The process FICO uses goes like this:
A project has started requiring an AI model to be built.
There is a set of 28 different requirements that must be met by each new model in order to be in compliance with FICO’s own model development standard and prior to the new model’s release.
The requirements and the subsequent verifications of compliance are entered on the blockchain.
Once all requirements are met, tested, and validated, then the AI model is deployed.
“I assign who’s going to do the work, who’s going to test that each task was done properly, and who’s going to verify that both the AI scientist and the tester did their work properly? All of that information is on the blockchain,” Zoldi says.
“Now, if it’s done incorrectly, it’s on the blockchain. If it’s done correctly, it’s on the blockchain. But it is an immutable record of exactly how the model development standard was followed and where the success criteria is met or not. And we can turn that over to a governance team, to a regulator, or to a legal team to inspect so that there’s no debate about what’s in the model,” Zoldi adds.
If a model fails at any step it is returned for further evaluation or revisions, or it’s discarded. An AI model is not deployed unless it passes on every step.
As the modeling project progresses, the requirement goes through various stages culminating into an approved deliverable or a rejected model. Graphic provided by FICO.

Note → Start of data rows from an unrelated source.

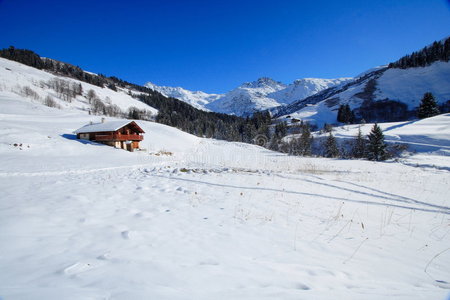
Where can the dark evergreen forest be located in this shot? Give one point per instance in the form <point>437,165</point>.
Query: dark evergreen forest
<point>172,112</point>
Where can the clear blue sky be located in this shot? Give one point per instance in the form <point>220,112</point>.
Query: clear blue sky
<point>214,46</point>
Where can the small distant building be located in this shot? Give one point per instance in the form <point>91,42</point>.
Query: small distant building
<point>120,134</point>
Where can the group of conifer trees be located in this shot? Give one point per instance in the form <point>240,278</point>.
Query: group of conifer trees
<point>438,51</point>
<point>371,147</point>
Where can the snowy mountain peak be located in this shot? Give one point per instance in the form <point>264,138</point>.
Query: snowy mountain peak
<point>198,99</point>
<point>261,94</point>
<point>263,82</point>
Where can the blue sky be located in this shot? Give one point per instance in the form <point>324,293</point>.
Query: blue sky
<point>215,46</point>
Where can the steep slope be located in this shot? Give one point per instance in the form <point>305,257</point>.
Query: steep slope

Where Auditable AI Stands Now
“The benefits of auditable AI are significant. We’re looking at increased transparency and trust, better risk management, improved regulatory compliance, enhanced ability to identify and correct biases, and greater accountability in AI decision-making,” says Vall Herard, CEO at Saifr, an AI fintech company.
“However, we must also acknowledge the challenges. The complexity of AI systems, especially LLMs, the resource-intensive nature of audit tools, the rapidly evolving field requiring constant updates, lack of standardized procedures and the need for specialized expertise are all hurdles we face,” Herard adds.
Developing explainable AI remains the holy grail and many an AI team is on a quest to find it. Until then, several efforts are underway to develop various ways to audit AI in order to have a stronger grip over its behavior and performance. Unfortunately, there aren’t enough people working on this issue.
“Auditable AI is the starting point of all forms of existing and future AI regulation. Unfortunately, its existence is also far too rare outside of advanced data science teams in heavily regulated industries like financial services, insurance, and biopharma,” says Kjell Carlsson, PhD, head of AI strategy at Domino Data Lab.
There’s been a lot of lip service about Responsible AI which far too often turns out to be little more than a lot of marketing hot air. Keep an eye out for proof that the AI being used is performing as billed.